Behaviourism Flashcards
- Stimulus-response
a. Certain words, smells, colours, etc. (the stimulus) can be used to gain a certain response.
- Operant conditioning
Using reinforcement to ‘train’ someone or something.
- Positive reinforcement
a. Rewarding the behaviours, you want to see more of.
- Negative reinforcement
a. Ignoring the behaviours, you want to see less of.
Specific Skinner’s relevance/beliefs. (4)
- Believed that language was just another form of learned behaviour.
- Suggested that children learn through positive and negative reinforcement.
- Called children’s brains a ‘blank slate’, ready for them to learn language through interaction.
a. (‘tabula rasa’)
Example of Skinner’s Process
- Child points at water; Father says “water”
- Child says “wa-wa”; Father says “well done – water” and smiles
- Child says “wa-wa”; Father doesn’t say well done and instead says “water” again
- Child says “wa-da”; Father says “well done” – it’s closer to “water”
- And so on until the child says “water” in the mature form.
If learning language is a behaviour that is taught through reinforcement, then how do you explain the following? (6)
- Parents who are apathetic and don’t interact with their children.
- Use of iPads, games, etc. that teach some language but don’t modify it.
- Children’s creativity and ‘risk’ with language
- The studies such as ‘Wugs’
- Virtuous errors and Childrens creation of language
- Negative reinforcement does not always work. Often children find meaning and truth more important than grammatical correctness, whereas parents focus on correct use of grammar.
a. Child: I putted the plates on the table.
Mother: You mean, I put the plates on the table.
Child: No, I putted them on all by myself.

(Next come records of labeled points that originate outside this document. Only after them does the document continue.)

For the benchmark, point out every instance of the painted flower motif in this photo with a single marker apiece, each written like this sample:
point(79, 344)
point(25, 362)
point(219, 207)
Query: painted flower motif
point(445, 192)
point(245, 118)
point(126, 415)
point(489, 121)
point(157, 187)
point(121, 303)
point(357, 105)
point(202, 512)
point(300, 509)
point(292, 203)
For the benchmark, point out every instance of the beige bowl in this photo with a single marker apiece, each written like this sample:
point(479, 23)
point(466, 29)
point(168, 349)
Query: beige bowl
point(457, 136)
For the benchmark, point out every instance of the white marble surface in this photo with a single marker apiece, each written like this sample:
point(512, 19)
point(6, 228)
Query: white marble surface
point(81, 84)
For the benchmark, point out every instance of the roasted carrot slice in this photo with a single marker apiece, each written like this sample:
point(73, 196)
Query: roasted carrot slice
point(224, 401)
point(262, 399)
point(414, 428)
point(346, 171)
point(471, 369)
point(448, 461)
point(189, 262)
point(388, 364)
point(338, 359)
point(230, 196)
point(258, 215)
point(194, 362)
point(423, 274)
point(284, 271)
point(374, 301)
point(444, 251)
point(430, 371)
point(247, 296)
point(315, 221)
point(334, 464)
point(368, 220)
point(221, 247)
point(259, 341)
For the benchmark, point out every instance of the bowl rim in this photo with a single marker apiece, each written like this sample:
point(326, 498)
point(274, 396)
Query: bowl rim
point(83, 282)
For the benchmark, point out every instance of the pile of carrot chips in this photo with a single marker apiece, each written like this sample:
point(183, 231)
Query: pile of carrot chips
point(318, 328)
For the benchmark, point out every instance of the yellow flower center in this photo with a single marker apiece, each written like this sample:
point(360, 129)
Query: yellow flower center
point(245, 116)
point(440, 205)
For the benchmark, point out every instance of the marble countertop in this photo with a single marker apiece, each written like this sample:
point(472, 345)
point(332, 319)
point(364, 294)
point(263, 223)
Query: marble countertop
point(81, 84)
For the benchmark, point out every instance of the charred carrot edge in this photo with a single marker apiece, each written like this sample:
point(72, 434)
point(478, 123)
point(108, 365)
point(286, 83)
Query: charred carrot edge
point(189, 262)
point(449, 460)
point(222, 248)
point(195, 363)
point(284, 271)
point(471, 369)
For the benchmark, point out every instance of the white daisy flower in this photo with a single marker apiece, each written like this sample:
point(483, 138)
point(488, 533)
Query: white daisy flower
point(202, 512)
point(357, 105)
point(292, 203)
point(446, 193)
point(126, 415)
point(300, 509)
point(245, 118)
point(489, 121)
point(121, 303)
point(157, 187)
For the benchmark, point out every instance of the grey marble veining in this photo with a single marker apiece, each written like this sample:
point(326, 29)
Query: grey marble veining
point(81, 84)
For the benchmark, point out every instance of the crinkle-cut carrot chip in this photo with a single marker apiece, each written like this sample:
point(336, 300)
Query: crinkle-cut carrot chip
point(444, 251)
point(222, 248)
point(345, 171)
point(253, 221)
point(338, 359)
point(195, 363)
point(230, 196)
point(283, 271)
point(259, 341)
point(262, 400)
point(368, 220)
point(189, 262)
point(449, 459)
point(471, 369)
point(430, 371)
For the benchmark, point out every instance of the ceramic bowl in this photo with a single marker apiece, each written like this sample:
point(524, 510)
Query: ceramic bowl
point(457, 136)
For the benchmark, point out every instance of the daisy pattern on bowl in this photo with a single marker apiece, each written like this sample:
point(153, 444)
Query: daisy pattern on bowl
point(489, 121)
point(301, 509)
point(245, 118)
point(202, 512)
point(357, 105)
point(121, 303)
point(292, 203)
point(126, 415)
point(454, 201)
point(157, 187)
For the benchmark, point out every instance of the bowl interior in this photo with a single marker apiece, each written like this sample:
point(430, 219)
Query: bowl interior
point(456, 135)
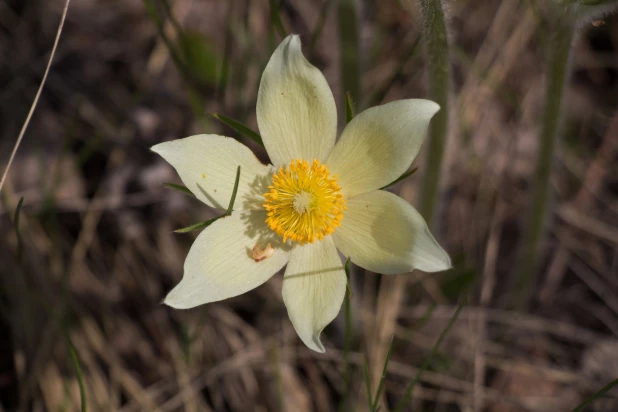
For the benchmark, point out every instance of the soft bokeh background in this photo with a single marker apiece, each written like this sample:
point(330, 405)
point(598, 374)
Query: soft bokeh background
point(97, 252)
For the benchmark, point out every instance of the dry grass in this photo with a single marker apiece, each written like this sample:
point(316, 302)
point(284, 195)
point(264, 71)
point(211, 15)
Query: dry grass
point(99, 253)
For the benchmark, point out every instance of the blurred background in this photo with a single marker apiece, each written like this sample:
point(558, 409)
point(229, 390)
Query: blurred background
point(83, 271)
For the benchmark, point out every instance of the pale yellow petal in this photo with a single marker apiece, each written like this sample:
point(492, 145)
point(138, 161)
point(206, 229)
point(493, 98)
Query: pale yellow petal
point(379, 144)
point(296, 110)
point(207, 165)
point(220, 263)
point(383, 233)
point(313, 289)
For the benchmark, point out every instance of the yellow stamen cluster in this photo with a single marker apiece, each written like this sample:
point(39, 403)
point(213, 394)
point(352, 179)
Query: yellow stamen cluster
point(304, 203)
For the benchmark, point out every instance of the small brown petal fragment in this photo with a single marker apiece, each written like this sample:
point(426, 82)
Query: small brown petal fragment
point(258, 254)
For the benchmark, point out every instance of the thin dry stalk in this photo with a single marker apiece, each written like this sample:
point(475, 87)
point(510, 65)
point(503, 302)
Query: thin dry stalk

Why is Skinner’s experiment/research so dodgy to draw conclusions from. (3)
His research/experiment to come to this conclusion was based off of the behavior of non-human animals.
A) I probably don’t have to explain why not basing this off of humans is dodgy.
B) somebody could say that general straight forward behavior and language are absolutely not the same thing as it’s far more complex.
Behaviourism in data (3)
- “That’s disgusting” -> “Dat digussing”
- There is evidence of imitation.
- But does the child understand what ‘disgusting’ is?
- Are children really ‘learning’ language if only imitating without understanding of semantics?
Who found that children at the holophrastic stage whose mothers often corrected them on word choice and pronunciation actually advanced more slowly than those with mothers who were generally accepting?
Katherine Nelson.
What did Katherine Nelson find out and what does this suggest about Skinner’s theory of reinforcement? (2)
Found that children at the holophrastic stage whose mothers often corrected them on word choice and pronunciation actually advanced more slowly than those with mothers who were generally accepting.
This suggests Skinner’s theory of negative reinforcement does not work.
criticism of negative conditioning evidence
brown, cazden, bellugi find that in the earlier stages of childrens lifes people dont atcually correct thier grammar that much.